During the first quarter of 2012, there were no provisions for loan losses made, compared to $195,000 for the same period in 2011, as credit quality of loan portfolio continued to improve. At March 31, 2012, the company’s allowance for credit losses totaled $7.0 million, or 1.87% of total loans. Nonperforming loans totaled 1.55% of total loans as of March 31, 2012, decreasing from 1.65% at December 31, 2011. There was a small net recovery recorded for the first quarter of 2012, compared to net charge-offs to total loans of 0.03% for the same quarter last year. Each of these indicators helped support the level of the company’s allowance for credit losses, and the subsequent reduction in provision expense, and continues to compare favorably to national averages published by the Federal Reserve.
Noninterest income, excluding gains on sales of securities, was $1.5 million for the first quarter of 2012, up $214,000 or 16% from the same period last year, due primarily to increased gains on sale of residential loans, as well as increases in loan servicing fees and ATM interchange fees. Noninterest expenses increased 8% year over year, due primarily to an increase in salaries and benefits, data processing and advertising.

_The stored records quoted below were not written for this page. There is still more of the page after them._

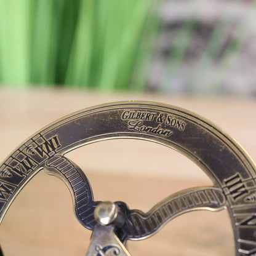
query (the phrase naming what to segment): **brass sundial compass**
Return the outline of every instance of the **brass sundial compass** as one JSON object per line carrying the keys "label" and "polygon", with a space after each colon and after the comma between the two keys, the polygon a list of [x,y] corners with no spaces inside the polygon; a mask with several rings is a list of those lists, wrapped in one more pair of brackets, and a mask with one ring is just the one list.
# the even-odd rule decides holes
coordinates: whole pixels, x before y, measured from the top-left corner
{"label": "brass sundial compass", "polygon": [[[116,138],[145,140],[174,149],[196,163],[214,185],[177,192],[146,213],[130,209],[124,202],[95,201],[86,174],[65,154]],[[0,221],[39,171],[68,186],[78,220],[92,231],[88,256],[129,255],[128,239],[149,238],[188,212],[224,209],[232,223],[236,255],[256,255],[255,165],[230,135],[189,111],[153,102],[113,103],[83,110],[43,128],[0,166]]]}

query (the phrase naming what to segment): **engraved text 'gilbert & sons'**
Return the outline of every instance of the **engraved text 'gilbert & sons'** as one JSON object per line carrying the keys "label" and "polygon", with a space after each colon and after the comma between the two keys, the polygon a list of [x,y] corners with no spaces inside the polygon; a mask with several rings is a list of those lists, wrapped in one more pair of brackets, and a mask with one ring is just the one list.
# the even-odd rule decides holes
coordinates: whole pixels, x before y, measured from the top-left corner
{"label": "engraved text 'gilbert & sons'", "polygon": [[[122,112],[121,118],[122,120],[128,121],[127,128],[129,130],[165,137],[172,135],[173,131],[170,128],[183,130],[186,126],[183,121],[164,113],[126,110]],[[154,122],[156,124],[151,126],[146,125],[144,121]]]}

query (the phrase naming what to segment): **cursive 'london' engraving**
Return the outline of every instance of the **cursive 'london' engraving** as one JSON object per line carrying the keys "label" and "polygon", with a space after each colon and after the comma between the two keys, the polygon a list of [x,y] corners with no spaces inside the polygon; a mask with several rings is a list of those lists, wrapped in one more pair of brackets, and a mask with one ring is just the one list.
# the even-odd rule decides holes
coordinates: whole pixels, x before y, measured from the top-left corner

Total assets as of March 31, 2012 were $608.4 million, an increase of $80.6 million or 15% over the same period last year. Total loans outstanding as of March 31, 2012 were $374.2 million, up $61.5 million or 20% over the same period last year. Loan growth was funded by strong growth in core deposits, as total deposits increased $73.3 million, totaling $537.3 million at March 31, 2012.
“It’s no secret that we have become more aggressive in promoting our brand of personal touch hometown banking“, stated President and CEO Robert A. Schick. “It’s obvious from these results it’s a brand more people want.”
Lyons Bancorp, Inc. is the holding company for The Lyons National Bank. The Lyons National Bank is a community bank with offices in Lyons, Clyde, Macedon, Newark, Ontario, and Wolcott in Wayne County; Jordan in Onondaga County; Geneva in Ontario County; Penn Yan in Yates County; and Waterloo in Seneca County. The Lyons National Bank has one subsidiary, Lyons Realty Associates Corp.